E. Emergency situations.
1. Fires & explosions.
2. Terrorism.
a. Weapons of mass destruction (WMD).
(1) Chemical dispersal.
(2) Biological dispersal.
(3) Radiological.
(4) Nuclear.
(5) Explosives.

3. Bomb threats.
4. Riots.
5. Civil disturbances.
6. Strike/picket actions.
7. Hazardous material accidents.
8. Natural disasters accidents.
9. Medical emergencies.
10. Evacuations (where applicable).

a. Security guards must be prepared to handle these situations and still provide other services as called upon by an
employer/client. Security guards must always be cognizant of the fact that they are acting pursuant to their employment
and that they are NOT police or peace officers.

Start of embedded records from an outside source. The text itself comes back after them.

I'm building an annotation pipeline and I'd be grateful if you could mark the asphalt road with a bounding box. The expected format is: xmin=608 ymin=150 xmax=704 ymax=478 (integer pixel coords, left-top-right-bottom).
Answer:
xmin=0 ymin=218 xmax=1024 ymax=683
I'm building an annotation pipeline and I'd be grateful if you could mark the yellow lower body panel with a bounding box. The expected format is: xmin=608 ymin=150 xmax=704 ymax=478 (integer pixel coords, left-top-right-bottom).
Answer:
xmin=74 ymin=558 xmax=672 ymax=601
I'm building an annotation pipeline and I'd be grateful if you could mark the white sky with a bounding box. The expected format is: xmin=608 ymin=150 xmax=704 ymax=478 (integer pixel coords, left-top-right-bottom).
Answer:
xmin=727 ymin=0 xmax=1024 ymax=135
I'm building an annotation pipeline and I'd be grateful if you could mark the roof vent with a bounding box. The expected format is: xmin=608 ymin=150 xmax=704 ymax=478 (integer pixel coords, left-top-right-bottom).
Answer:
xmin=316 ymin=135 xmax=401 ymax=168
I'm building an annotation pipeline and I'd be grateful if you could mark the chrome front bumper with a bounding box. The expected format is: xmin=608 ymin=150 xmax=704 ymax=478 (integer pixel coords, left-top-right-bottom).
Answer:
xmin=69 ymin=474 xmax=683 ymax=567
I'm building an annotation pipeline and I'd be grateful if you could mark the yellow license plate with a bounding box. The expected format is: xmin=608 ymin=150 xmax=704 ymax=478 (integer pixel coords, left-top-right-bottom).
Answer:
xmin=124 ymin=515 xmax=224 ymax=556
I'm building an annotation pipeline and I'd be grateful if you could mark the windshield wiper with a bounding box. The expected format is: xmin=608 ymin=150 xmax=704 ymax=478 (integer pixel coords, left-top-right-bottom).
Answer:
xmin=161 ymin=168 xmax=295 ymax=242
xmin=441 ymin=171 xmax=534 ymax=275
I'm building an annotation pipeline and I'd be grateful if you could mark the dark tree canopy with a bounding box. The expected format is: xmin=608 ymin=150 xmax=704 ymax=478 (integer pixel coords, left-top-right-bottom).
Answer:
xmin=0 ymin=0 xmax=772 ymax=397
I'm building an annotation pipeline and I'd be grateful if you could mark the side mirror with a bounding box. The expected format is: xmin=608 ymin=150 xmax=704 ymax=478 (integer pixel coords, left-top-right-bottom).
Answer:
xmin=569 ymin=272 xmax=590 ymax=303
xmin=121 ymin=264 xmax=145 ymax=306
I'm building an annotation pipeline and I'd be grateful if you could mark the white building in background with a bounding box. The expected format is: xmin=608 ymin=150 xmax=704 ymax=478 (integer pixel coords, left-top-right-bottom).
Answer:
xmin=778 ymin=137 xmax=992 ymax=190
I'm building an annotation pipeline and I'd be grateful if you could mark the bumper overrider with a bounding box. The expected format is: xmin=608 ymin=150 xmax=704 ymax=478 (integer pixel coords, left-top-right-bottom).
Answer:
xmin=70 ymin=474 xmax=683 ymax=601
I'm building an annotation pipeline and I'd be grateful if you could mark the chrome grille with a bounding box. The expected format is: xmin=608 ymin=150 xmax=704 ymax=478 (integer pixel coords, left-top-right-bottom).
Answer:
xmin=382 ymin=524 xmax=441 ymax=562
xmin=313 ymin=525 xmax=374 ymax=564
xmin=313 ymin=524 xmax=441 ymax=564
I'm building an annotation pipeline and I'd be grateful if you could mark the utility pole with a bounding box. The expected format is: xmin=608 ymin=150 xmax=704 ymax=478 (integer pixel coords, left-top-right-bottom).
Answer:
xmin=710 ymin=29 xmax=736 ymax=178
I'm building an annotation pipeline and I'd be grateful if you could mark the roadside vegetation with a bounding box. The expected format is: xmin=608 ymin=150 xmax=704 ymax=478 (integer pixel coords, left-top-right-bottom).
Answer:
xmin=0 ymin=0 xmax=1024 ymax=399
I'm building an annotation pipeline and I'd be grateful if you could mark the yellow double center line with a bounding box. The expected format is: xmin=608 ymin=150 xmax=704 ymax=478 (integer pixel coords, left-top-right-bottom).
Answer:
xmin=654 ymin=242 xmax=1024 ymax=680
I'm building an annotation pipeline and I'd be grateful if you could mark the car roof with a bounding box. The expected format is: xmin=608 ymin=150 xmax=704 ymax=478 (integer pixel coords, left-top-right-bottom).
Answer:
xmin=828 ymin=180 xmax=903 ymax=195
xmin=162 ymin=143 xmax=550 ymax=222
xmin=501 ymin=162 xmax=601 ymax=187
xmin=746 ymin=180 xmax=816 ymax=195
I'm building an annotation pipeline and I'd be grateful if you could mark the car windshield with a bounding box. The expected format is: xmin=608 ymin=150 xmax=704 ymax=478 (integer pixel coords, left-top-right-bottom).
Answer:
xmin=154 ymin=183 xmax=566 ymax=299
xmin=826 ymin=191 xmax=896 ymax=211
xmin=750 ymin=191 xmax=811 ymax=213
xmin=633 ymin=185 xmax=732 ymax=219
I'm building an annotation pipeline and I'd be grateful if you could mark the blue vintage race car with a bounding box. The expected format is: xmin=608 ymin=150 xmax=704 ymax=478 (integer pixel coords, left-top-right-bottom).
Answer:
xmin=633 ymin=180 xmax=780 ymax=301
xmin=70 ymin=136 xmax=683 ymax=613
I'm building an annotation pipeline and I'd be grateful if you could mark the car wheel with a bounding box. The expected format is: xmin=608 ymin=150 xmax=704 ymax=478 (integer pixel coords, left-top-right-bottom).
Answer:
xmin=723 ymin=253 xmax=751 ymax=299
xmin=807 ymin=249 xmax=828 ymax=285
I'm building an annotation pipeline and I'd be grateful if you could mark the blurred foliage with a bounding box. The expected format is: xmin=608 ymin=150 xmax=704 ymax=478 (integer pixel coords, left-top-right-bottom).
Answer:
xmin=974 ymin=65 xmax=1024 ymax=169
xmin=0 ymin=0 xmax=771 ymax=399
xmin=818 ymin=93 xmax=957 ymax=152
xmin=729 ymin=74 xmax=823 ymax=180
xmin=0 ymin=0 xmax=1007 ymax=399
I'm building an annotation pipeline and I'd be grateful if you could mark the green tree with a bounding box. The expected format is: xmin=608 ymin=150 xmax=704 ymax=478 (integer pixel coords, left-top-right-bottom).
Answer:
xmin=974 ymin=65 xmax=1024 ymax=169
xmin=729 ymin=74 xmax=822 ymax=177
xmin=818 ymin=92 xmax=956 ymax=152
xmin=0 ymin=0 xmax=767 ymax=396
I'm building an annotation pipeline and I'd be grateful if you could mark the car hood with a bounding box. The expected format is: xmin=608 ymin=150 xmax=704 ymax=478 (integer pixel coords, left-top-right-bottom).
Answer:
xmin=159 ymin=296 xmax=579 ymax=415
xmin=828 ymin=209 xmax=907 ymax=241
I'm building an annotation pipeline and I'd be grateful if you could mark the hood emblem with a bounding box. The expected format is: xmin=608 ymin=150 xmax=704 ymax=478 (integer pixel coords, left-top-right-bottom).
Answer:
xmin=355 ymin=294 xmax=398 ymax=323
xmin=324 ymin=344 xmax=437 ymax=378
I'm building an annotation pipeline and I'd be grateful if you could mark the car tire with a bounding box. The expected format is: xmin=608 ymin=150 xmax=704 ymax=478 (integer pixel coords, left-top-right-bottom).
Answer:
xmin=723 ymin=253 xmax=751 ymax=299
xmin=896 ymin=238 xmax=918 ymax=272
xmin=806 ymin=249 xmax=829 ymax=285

b. Security guards perform their duties as private persons and must realize their limitations in carrying out duties. Security guards should be familiar with all department policies, procedures, rules and regulations, the policies of
their clients, as well as the applicable Federal, State and local laws that may govern their actions. Security guards
may be required to take additional instruction in industry or site specific areas to serve their employer/client in an informed and professional manner. Therefore, all reference materials such as training and operational manuals,
post orders and policies and procedures should be made available and routinely reviewed.

V. Summary
A. Review objectives.

References
Healy, Richard and Walsh, Timothy. The Protection of Assets Manual. Santa Monica, CA: The Merritt Company, 1994.
Purpura, Philip. The Security Handbook. Albany, NY: Delmar Publishers Inc., 1991.
New York State Office of Public Security. Homeland Security Strategy. March 2004.
United States Department of Justice. Emergency Response to Terrorism Job Aid (2000)
United States Department of Justice. Emergency Response to Terrorism (2002)
Satterfield, P.M. Security Officers Field Training Guide. 1988.